C’est, à ses yeux, le danger principal concernant les articles sur l’Outre-mer.
Sur la Constitution en général, il note que "les Européens sont divisés sur deux lectures opposées" et pense que seules les parties constitutionnelles (I et II) - auxquelles il veut bien reconnaître "quelques avancées" - devraient être l’objet du référendum. "La partie III divise et elle est préemptive d’un choix : pourquoi faudrait-il la constitutionnaliser ? Une Constitution doit fixer un cadre, pas des politiques", a-t-il dit encore, ajoutant qu’"un autre argument de méfiance est le carcan mis à la coopération renforcée".
Au cours d’un bref séjour (deux jours) au programme bien rempli, Axel Urgin a rencontré hier après-midi des syndicalistes. Il était hier soir au campus du Moufia pour une conférence sur l’Outre-mer et la Constitution européenne (voir ci-contre) . Il anime aujourd’hui à l’Archipel, à 15h, une conférence à laquelle sont conviés notamment des chefs d’entreprise.

P. David


Jacques Chirac sur RFO : le retour de “la voix de son maître”
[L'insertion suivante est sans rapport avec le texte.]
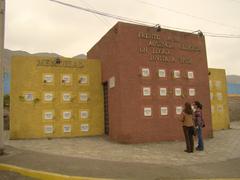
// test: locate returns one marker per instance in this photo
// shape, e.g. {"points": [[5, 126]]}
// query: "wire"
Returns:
{"points": [[141, 22], [186, 14], [98, 17]]}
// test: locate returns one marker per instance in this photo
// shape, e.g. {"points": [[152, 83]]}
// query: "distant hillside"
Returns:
{"points": [[7, 56], [233, 79]]}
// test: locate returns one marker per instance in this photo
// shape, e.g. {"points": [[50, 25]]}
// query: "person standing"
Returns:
{"points": [[188, 128], [199, 124]]}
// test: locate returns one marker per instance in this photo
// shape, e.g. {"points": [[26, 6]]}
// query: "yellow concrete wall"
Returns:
{"points": [[219, 101], [31, 75]]}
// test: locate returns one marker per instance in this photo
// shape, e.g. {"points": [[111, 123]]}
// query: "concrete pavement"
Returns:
{"points": [[100, 158]]}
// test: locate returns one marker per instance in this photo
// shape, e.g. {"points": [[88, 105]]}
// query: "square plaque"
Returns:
{"points": [[84, 127], [176, 74], [84, 114], [179, 110], [146, 91], [145, 72], [48, 115], [48, 129], [147, 111], [163, 91], [190, 75], [164, 111], [192, 92], [161, 73], [178, 91], [67, 128], [66, 97], [67, 115]]}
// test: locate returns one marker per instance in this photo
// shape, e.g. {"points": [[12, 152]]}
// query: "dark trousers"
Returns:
{"points": [[188, 133]]}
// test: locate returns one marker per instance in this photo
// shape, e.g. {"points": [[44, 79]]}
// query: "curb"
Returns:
{"points": [[42, 174]]}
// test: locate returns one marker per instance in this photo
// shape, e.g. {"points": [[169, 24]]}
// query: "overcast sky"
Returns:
{"points": [[44, 26]]}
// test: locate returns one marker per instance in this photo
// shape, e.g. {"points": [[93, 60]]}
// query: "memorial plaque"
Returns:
{"points": [[48, 78], [218, 84], [83, 97], [145, 72], [48, 96], [66, 97], [83, 79], [176, 74], [179, 110], [164, 111], [28, 96], [146, 91], [191, 92], [84, 114], [163, 91], [67, 115], [66, 79], [84, 127], [48, 115], [48, 129], [161, 73], [190, 75], [147, 111], [178, 91]]}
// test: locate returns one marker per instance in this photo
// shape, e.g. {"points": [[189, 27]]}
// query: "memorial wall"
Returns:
{"points": [[150, 73], [219, 99], [55, 97]]}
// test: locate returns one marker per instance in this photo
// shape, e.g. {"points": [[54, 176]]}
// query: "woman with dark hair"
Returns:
{"points": [[199, 124], [188, 127]]}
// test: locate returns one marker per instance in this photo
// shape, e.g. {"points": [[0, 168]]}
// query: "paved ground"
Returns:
{"points": [[5, 175], [98, 157]]}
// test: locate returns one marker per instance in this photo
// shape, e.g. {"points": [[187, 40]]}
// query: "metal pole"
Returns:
{"points": [[2, 17]]}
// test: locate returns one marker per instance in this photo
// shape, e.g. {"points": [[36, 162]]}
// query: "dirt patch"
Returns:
{"points": [[234, 108]]}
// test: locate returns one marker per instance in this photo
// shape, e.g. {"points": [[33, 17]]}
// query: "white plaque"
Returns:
{"points": [[211, 96], [212, 108], [145, 72], [66, 97], [163, 91], [191, 92], [219, 96], [84, 127], [176, 74], [48, 96], [67, 128], [83, 79], [220, 108], [178, 91], [161, 73], [179, 110], [67, 114], [48, 115], [84, 114], [147, 111], [164, 111], [66, 79], [83, 97], [190, 75], [146, 91], [48, 129], [218, 84], [28, 96], [48, 78]]}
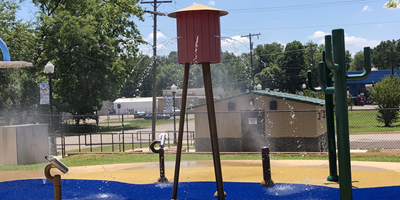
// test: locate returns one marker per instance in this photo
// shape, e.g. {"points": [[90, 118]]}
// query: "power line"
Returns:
{"points": [[300, 6], [319, 26]]}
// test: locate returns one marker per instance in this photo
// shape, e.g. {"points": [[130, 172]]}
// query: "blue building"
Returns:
{"points": [[358, 87]]}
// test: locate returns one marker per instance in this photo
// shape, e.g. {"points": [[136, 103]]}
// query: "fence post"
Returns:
{"points": [[123, 135], [187, 132], [112, 142]]}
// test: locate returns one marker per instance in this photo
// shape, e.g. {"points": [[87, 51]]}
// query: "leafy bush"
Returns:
{"points": [[386, 94]]}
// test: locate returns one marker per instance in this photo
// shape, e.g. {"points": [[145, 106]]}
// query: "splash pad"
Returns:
{"points": [[294, 179]]}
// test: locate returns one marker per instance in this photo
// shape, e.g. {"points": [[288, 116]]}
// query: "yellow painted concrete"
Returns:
{"points": [[314, 172]]}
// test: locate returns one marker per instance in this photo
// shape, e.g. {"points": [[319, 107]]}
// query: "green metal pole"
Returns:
{"points": [[324, 78], [342, 122], [330, 124]]}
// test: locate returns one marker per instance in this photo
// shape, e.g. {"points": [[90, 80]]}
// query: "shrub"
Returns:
{"points": [[386, 94]]}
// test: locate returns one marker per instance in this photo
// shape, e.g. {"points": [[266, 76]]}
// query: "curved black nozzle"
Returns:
{"points": [[57, 164]]}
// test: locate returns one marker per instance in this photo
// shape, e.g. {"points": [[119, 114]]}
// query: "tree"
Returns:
{"points": [[18, 87], [293, 67], [357, 64], [267, 55], [392, 4], [313, 55], [84, 40], [386, 94], [233, 73]]}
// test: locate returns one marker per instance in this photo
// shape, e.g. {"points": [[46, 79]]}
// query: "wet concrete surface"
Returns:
{"points": [[313, 172]]}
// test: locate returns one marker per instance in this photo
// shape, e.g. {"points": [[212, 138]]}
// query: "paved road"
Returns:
{"points": [[129, 137], [357, 141]]}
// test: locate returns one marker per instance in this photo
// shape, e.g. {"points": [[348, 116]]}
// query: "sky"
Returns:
{"points": [[365, 22]]}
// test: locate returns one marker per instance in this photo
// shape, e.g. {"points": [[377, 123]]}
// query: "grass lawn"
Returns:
{"points": [[364, 121], [102, 159]]}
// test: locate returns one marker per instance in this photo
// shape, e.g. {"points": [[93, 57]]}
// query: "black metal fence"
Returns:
{"points": [[125, 133]]}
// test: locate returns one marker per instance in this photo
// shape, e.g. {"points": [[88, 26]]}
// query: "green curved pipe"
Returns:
{"points": [[309, 82]]}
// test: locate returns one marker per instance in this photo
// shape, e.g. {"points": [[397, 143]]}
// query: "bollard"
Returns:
{"points": [[266, 168], [163, 136]]}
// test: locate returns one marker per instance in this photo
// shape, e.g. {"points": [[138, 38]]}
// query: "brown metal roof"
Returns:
{"points": [[197, 7]]}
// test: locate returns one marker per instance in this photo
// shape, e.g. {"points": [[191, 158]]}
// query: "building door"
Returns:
{"points": [[253, 130]]}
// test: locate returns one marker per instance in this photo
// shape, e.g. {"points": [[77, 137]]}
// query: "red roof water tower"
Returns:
{"points": [[199, 35]]}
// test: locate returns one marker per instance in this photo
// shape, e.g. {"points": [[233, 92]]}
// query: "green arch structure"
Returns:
{"points": [[4, 50]]}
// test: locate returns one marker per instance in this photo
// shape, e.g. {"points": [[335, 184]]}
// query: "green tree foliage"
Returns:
{"points": [[267, 54], [386, 94], [16, 93], [357, 64], [293, 67], [86, 42]]}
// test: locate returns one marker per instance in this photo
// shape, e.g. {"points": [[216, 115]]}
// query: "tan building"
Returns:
{"points": [[248, 121]]}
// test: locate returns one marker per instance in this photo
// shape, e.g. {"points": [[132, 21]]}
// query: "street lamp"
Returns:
{"points": [[49, 69], [258, 87], [391, 55], [174, 88], [137, 93]]}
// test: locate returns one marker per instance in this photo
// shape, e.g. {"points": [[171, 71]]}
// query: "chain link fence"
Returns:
{"points": [[282, 131]]}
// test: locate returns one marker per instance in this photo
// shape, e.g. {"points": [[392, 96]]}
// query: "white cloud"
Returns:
{"points": [[384, 6], [360, 42], [356, 41], [159, 36], [366, 8], [234, 41], [318, 34]]}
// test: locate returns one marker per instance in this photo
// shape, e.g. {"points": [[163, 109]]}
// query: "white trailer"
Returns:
{"points": [[130, 105]]}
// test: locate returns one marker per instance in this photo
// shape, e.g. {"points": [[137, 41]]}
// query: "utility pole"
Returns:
{"points": [[391, 59], [155, 4], [312, 61], [251, 56]]}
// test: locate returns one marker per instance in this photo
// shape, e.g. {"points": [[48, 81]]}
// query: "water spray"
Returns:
{"points": [[163, 137], [54, 163]]}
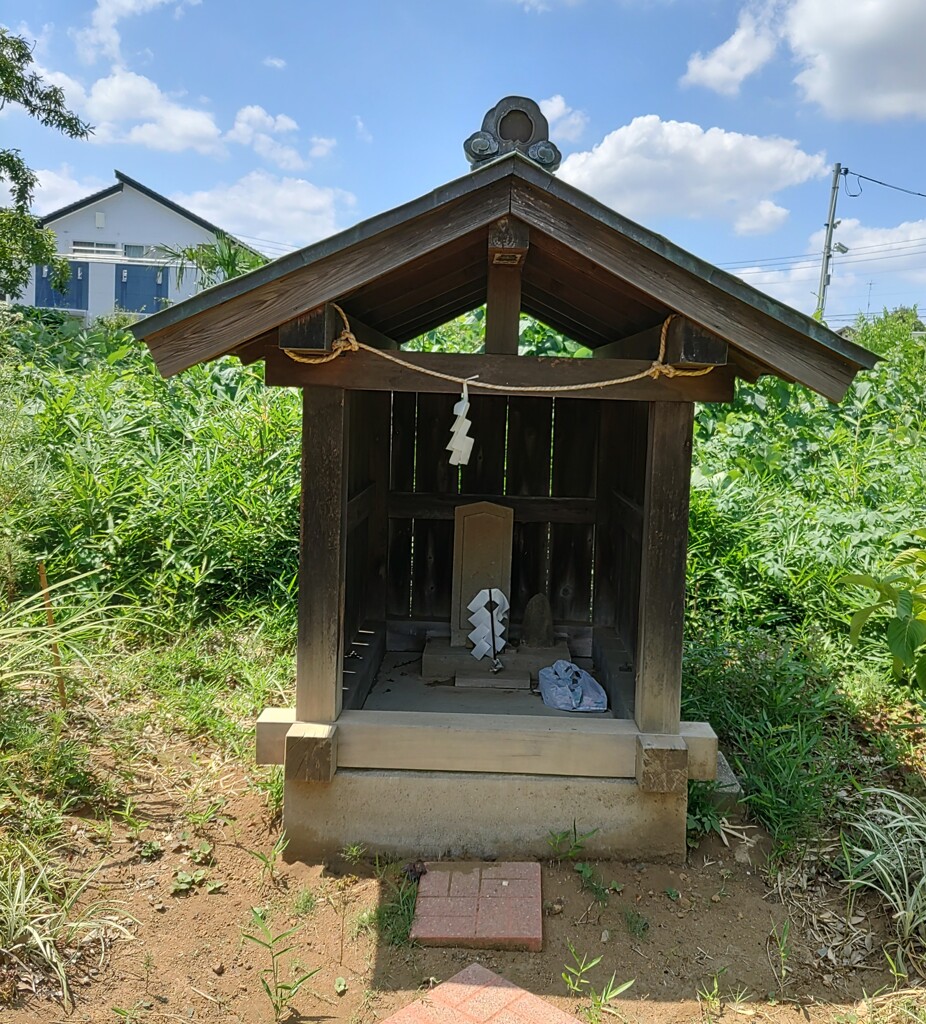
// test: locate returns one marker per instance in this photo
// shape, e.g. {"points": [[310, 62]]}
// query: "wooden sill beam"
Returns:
{"points": [[317, 330], [369, 372], [687, 344], [523, 744]]}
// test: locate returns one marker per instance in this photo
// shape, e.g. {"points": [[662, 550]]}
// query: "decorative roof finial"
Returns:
{"points": [[514, 123]]}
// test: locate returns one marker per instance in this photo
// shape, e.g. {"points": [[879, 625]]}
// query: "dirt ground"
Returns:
{"points": [[709, 927]]}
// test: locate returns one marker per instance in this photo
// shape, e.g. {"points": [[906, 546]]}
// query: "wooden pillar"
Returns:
{"points": [[320, 651], [665, 538], [508, 241]]}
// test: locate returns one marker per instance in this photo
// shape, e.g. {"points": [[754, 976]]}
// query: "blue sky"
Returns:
{"points": [[715, 122]]}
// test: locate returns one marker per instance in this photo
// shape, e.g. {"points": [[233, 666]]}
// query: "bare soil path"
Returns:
{"points": [[710, 927]]}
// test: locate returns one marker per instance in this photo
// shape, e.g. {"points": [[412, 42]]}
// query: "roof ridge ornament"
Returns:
{"points": [[514, 124]]}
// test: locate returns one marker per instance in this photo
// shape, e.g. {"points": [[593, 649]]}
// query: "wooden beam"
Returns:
{"points": [[523, 744], [360, 506], [319, 328], [527, 509], [320, 645], [374, 736], [686, 345], [508, 243], [665, 536], [256, 348], [367, 371]]}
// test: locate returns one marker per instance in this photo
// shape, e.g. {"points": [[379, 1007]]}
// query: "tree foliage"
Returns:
{"points": [[23, 241], [214, 261]]}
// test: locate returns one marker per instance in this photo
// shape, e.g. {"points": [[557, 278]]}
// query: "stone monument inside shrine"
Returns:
{"points": [[482, 542]]}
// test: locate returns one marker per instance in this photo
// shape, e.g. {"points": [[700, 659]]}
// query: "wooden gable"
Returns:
{"points": [[587, 271]]}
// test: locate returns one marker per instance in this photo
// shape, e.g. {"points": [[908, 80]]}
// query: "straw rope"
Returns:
{"points": [[346, 342]]}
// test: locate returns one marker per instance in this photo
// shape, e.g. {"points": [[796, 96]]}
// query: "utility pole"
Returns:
{"points": [[828, 246]]}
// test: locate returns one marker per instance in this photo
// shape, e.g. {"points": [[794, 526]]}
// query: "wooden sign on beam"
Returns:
{"points": [[508, 244]]}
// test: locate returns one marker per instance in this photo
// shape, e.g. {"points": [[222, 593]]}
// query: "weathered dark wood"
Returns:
{"points": [[379, 415], [313, 330], [367, 371], [605, 555], [530, 434], [398, 578], [245, 313], [411, 634], [575, 474], [760, 335], [365, 655], [527, 509], [256, 348], [686, 345], [508, 243], [359, 507], [658, 705], [318, 330], [320, 646], [432, 562]]}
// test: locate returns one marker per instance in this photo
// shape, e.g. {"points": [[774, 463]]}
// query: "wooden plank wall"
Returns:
{"points": [[524, 448], [622, 464], [365, 576]]}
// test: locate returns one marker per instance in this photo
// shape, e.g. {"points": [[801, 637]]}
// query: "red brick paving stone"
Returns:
{"points": [[511, 869], [478, 996], [508, 910], [510, 888], [511, 924], [445, 932], [464, 883]]}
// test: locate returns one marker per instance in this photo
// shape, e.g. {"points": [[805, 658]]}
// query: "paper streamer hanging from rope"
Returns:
{"points": [[490, 608], [460, 445]]}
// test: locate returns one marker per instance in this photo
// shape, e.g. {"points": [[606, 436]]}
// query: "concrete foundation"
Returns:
{"points": [[437, 814]]}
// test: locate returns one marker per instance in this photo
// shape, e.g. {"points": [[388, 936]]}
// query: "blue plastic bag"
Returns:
{"points": [[566, 687]]}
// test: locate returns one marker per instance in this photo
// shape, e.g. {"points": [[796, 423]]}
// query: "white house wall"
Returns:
{"points": [[130, 218]]}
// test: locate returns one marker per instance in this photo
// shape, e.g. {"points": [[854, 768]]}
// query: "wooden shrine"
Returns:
{"points": [[590, 459]]}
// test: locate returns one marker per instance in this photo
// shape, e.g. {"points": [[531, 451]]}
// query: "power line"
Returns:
{"points": [[884, 184]]}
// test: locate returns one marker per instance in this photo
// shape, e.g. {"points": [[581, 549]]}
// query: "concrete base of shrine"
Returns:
{"points": [[430, 814]]}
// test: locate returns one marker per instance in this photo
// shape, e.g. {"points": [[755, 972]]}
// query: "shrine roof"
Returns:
{"points": [[591, 273]]}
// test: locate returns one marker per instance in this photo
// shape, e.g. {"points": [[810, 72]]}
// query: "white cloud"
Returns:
{"points": [[287, 210], [255, 127], [60, 187], [321, 146], [101, 37], [362, 132], [764, 217], [748, 49], [655, 168], [160, 122], [863, 60], [565, 124]]}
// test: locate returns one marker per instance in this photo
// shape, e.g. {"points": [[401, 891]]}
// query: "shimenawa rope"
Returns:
{"points": [[347, 342]]}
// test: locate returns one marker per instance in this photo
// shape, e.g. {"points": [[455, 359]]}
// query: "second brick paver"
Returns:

Le président intervient ce soir, sur Télé-Réunion, pour faire campagne pour le “Oui”. Sans contradicteurs, comme du temps où Michel Debré verrouillait l’audiovisuel ultramarin. Axel Urgin dénonce dans cette intervention un abus "inadmissible à trois niveaux" :
D’une part, cette émission "a été préparée dans le plus grand secret". Elle n’a été connue que trois jours avant sa diffusion, contrairement à la première intervention télévisée du président, annoncée quinze jours avant.
"Les journalistes accrédités d’ordinaire ont été écartés", et c’est "un Réunionnais de Polynésie", trié sur le volet, qui interrogera le président. Enfin, cette intervention se produit pendant la campagne officielle et il n’est proposé l’équivalent à aucun partisan du “non”.
C’est un abus supplémentaire du déséquilibre médiatique dans cette campagne.